Writer: Fr. Daniel S.J. Scheid SCPFr. Daniel S.J. Scheid SCP

I’m developing some thoughts, as yet incomplete and unrefined, about Artificial Intelligence. Perhaps I should ask AI to help me write this (joking!). I approach this with just a passing understanding of the technology itself, but with some ideas coalescing around the dangers.


I recently heard a speaker say that the Luddites would have been fine with technology in the Industrial Revolution that made their jobs easier without taking their jobs away. One concern I have with AI is that it will take jobs away from people. Labor costs are usually the largest business expense, and AI reduces that in some cases, and eliminates it in others.


Technology long as promised to make our work easier, even reduce the hours we need to work, thus freeing up our time for creative or leisure pursuits. This rarely has turned out to the benefit of workers. Absent a solid, guaranteed income, it remains near impossible for workers to earn less and have the economic freedom to follow their dreams. Money saved on salaries go into company profits and the pockets of shareholders, while workers do with less or cobble together multiple jobs to stay afloat.


Loss of people-based work, especially on-site, deprives other businesses of traffic – cafes, pubs, stores, etc. AI doesn’t need to eat, drink, or socialize, so these businesses suffer and fold, putting more people out of work. This has been foreshadowed by the shuttering of offices in our city.

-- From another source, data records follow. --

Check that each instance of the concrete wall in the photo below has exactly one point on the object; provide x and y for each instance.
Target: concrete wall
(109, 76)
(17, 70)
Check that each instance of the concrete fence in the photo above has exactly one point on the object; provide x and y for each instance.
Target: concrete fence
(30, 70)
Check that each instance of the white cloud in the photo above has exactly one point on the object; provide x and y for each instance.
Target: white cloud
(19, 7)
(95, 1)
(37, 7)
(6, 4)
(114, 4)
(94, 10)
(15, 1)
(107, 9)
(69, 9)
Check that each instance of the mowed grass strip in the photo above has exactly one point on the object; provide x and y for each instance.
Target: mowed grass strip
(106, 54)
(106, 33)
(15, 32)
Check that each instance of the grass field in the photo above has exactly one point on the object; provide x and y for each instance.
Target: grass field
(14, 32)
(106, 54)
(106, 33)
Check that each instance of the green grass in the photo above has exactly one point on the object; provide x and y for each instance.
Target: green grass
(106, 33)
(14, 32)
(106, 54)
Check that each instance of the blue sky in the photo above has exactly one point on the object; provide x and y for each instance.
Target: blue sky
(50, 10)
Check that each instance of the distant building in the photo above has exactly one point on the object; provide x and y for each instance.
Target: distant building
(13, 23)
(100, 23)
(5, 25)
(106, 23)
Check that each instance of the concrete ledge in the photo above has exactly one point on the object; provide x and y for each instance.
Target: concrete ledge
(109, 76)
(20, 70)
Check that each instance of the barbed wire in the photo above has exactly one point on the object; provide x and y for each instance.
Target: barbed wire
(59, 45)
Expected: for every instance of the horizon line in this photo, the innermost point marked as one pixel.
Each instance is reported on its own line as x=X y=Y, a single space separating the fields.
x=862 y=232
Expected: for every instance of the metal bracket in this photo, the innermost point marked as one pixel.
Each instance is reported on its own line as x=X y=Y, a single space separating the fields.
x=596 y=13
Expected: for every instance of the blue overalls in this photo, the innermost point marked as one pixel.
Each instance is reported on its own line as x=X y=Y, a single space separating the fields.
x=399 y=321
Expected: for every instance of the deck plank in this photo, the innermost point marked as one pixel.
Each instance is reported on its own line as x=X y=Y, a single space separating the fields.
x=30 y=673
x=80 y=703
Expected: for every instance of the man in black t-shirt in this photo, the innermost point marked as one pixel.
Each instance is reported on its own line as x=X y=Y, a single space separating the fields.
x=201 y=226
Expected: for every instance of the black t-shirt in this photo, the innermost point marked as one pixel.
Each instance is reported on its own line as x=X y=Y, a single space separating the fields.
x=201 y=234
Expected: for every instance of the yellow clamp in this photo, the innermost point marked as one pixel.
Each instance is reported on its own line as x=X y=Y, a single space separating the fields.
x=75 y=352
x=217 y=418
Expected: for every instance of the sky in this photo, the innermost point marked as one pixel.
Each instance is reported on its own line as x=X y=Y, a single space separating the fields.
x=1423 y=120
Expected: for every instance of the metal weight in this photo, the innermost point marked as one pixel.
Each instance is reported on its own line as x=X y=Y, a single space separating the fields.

Much of our identity and purpose is tied to our work. When we are deprived of work, or overburdened, paradoxically, with too much work by needing multiple low-skill, low-paying jobs, our spirits suffer. Not only is there little impetus for creativity and joy, we also suffer from depression and anxiety.


And when AI begins to make more generative, human-like decisions to govern many or most aspects of our society, the human soul is robbed of its God-given gift of being co-creators. Will we lose the ability to think? Society will lose nuance, and, even more dangerously in acts of policing and warfare, we risk allowing ourselves to be destroyed.


I expect AI supporters – especially the ones with the largest financial stake in the technology – will have rebuttals to my claims, and suggest that the good will far outweigh the yet-to-be-seen bad. I shan’t be convinced.